In collegamento con il programma Oggi è un altro giorno, Myss Keta, l’artista più misteriosa d’Italia. “Si è vero, vado poco in tv – esordisce la cantante rispondendo alle domande di Serena Bortone – la mascherina? Ho anticipato la moda e i trend, no a parte gli scherzi, sono molto contenta di vedere la gente in giro con le mascherine, vuol dire che si prendono cura di se stessi. La scelta della mascherina è iniziata quando abbiamo fatto i primi video delle prime canzoni, volevamo che Myss Keta raccogliesse tanti volti, fosse la voce di una generazione, e per questo abbiamo deciso di nascondere un volto che ne rappresenta mille. Sotto mi trucco? Se mi va si, se non mi va no, un viso a chilometro zero? Quello sì, ottima osservazione. Il volto coperto mi rende molto libera, questo personaggio mi permette di essere sincera, di parlare delle cose di cui voglio parlare, di esprimersi al massimo, e il fatto che l’identità di Keta sia celata, dà grande possibilità di libertà di movimento in tutti i sensi. Mi diverto molto quando le persone fanno i selfie con me con il volto coperto”,



MYSS KETA: “MI DIVERTE QUESTO GIOCO DELLA MASCHERINA”

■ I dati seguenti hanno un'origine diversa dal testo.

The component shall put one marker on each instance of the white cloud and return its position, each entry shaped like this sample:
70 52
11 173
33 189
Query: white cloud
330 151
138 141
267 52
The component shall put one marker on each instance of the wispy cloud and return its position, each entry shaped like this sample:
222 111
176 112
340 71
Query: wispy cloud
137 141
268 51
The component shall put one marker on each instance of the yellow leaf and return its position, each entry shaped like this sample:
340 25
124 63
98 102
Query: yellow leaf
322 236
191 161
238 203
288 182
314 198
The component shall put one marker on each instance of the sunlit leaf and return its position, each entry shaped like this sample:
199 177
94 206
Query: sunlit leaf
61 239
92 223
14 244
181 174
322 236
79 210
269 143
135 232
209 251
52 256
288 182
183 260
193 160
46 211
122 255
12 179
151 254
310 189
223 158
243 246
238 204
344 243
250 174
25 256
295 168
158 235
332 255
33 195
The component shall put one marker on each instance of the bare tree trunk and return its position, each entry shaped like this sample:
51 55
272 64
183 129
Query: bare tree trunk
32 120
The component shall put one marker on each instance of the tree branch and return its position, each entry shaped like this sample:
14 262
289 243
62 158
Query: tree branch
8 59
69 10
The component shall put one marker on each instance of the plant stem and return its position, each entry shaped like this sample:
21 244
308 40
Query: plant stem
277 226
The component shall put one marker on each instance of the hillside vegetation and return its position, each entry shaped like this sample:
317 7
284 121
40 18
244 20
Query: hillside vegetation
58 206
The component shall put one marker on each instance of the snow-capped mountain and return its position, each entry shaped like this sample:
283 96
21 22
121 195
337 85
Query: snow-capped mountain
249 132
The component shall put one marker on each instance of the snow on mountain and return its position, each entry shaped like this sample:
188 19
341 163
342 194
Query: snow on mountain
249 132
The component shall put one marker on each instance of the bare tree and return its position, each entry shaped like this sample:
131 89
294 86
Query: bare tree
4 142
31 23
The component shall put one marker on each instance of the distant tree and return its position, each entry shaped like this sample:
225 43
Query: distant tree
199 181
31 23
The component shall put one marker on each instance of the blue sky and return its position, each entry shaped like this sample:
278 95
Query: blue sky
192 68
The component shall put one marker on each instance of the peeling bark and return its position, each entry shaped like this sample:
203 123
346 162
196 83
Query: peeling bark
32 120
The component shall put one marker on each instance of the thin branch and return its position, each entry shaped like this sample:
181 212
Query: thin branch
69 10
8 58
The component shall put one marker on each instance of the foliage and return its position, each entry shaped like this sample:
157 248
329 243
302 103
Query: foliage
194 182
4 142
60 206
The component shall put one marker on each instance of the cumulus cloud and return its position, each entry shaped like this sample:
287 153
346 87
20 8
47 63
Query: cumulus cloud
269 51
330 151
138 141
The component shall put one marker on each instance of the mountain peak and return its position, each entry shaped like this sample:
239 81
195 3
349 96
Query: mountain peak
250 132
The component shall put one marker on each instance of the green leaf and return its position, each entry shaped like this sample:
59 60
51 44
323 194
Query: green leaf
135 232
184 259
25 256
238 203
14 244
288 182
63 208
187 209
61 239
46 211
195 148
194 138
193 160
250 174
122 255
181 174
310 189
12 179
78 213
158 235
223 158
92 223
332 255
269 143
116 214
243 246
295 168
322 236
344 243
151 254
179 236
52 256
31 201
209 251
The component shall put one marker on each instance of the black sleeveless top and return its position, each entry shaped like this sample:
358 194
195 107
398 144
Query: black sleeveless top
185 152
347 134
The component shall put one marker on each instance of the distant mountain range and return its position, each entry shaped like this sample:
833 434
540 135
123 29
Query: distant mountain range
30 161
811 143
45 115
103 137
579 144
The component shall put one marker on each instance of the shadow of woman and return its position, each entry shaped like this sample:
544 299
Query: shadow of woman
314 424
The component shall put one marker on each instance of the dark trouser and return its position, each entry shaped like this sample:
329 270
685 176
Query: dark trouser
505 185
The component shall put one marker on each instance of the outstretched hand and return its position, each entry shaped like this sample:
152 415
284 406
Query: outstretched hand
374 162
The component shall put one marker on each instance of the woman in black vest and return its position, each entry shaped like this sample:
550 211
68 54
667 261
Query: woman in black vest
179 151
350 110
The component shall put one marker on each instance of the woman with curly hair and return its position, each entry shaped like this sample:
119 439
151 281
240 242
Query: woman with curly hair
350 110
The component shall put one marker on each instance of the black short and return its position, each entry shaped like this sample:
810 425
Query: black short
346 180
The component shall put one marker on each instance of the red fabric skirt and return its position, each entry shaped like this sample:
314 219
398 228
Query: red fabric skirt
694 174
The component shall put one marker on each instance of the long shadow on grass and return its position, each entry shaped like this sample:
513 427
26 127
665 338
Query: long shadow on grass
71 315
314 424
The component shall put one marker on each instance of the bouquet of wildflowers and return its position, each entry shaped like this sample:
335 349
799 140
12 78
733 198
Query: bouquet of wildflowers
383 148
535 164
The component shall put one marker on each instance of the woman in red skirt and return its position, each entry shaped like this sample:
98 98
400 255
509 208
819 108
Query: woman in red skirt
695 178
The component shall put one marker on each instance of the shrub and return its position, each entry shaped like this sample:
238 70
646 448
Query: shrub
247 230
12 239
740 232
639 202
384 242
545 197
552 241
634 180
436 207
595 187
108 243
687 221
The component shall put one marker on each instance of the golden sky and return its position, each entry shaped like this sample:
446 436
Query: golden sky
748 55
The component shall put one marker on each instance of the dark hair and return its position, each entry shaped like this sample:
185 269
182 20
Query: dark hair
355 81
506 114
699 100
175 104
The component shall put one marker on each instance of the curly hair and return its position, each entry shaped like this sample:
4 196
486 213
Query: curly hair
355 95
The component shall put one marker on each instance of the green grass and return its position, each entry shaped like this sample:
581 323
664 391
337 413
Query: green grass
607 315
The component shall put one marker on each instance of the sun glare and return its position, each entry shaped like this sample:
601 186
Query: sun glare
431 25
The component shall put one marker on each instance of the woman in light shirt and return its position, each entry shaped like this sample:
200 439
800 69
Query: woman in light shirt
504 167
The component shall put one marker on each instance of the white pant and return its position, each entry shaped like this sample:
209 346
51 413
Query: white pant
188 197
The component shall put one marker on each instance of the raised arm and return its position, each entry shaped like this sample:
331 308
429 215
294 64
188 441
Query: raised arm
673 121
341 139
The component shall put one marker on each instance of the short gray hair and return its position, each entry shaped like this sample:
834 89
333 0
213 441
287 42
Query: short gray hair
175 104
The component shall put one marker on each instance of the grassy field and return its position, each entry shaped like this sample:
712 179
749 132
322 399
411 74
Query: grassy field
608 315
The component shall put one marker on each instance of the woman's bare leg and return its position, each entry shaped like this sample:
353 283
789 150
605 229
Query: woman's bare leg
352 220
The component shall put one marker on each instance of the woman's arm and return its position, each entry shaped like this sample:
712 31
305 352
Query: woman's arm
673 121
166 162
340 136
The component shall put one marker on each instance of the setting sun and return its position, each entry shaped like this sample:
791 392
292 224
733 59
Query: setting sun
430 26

Rispetto a questa sovraesposizione dei volti – ha proseguito Myss Keta – mi diverte un pochino questo gioco, è molto divertente e voglio proseguirlo”. Lo scorso mese di febbraio la cantante è stata sul palco di Sanremo assieme all’amica Elettra Lamborghini: “Ogni volta mi diverto a rivedere Sanremo, ci siamo divertite tantissimo. Il palco di Sanremo agita un sacco, una volta che fai quelle scale ti agita ed è un’emozione unica; io ed Elettra ci siamo divertite come delle matte. Ci sentiamo ancora, altri progetti? Chi lo sa, non posso rivelare troppo, discograficamente vedremo un po’ cosa fare”. Sugli autori dei suoi pezzi: “Siamo un collettivo che lavora a questo progetto e spesso l’ispirazione nasce da situazioni, da cose che vediamo, che viviamo, ad esempio ‘Giovanna hardcore‘ si porta dietro un mondo, dal Medioevo a quello contemporaneo, un mondo di eroine, di guerrieri, di giganti, e poi comunque usiamo molta ironia che ci serve molto”.